そのため、どの年齢層までを範囲にした実験であるのか、またどの段階で逆転が起きるかなどが分からず、子どもの心的側面に関しては「~考えられます」「~でしょう」と推測が交じることもあり、全体的に根拠が薄いように感じた。
人間の発達段階を無視して、小学生から大学生までを同一視して語るのはあまりにも乱暴だろう。
まともな部分はすでに教育学で言い古されてきたことも多い。
帯にあるようなセンセーショナルな文句を述べたいがために、「結論ありき」で、その結論を語るために必要なデータ・論文を集めてきて紹介しただけの部分も多いように思える。

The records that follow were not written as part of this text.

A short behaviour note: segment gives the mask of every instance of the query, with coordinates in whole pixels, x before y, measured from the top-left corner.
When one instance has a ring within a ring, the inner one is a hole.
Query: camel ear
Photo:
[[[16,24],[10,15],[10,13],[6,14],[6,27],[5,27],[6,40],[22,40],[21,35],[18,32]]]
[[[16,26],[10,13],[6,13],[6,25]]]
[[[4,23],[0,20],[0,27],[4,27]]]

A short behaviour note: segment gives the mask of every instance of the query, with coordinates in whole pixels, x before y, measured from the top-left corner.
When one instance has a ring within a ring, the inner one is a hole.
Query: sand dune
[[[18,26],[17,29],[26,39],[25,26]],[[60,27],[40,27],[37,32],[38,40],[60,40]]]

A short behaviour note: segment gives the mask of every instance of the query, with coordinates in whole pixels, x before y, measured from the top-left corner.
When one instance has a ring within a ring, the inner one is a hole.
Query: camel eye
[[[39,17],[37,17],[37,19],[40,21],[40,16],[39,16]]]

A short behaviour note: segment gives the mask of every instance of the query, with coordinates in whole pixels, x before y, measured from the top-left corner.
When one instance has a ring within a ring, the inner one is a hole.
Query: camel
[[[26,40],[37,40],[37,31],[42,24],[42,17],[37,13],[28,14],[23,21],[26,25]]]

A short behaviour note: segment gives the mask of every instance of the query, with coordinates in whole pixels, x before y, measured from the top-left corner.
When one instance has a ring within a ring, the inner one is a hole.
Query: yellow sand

作者の言うこととは真逆の結果を示すデータ・論文もあるわけだから、なぜそのデータが間違いで作者の意見が正しいのか、もう少し丁寧に論を進めてほしかった。少なくとも「(作者とは逆の意見の論文)は多くはありません」(巻末注に2論文紹介)→(作者の意見に合う論文)一つだけ本文で紹介、という流れは、いくら紹介本だといえ、論展開が雑すぎるのでは?
数少ない「買って後悔した一冊」だった。
作者に恨みはないし、あまりレビューはしない方だが、こうした雑な論が正しいと勘違いされて流布される状況に危機を感じたため書いた。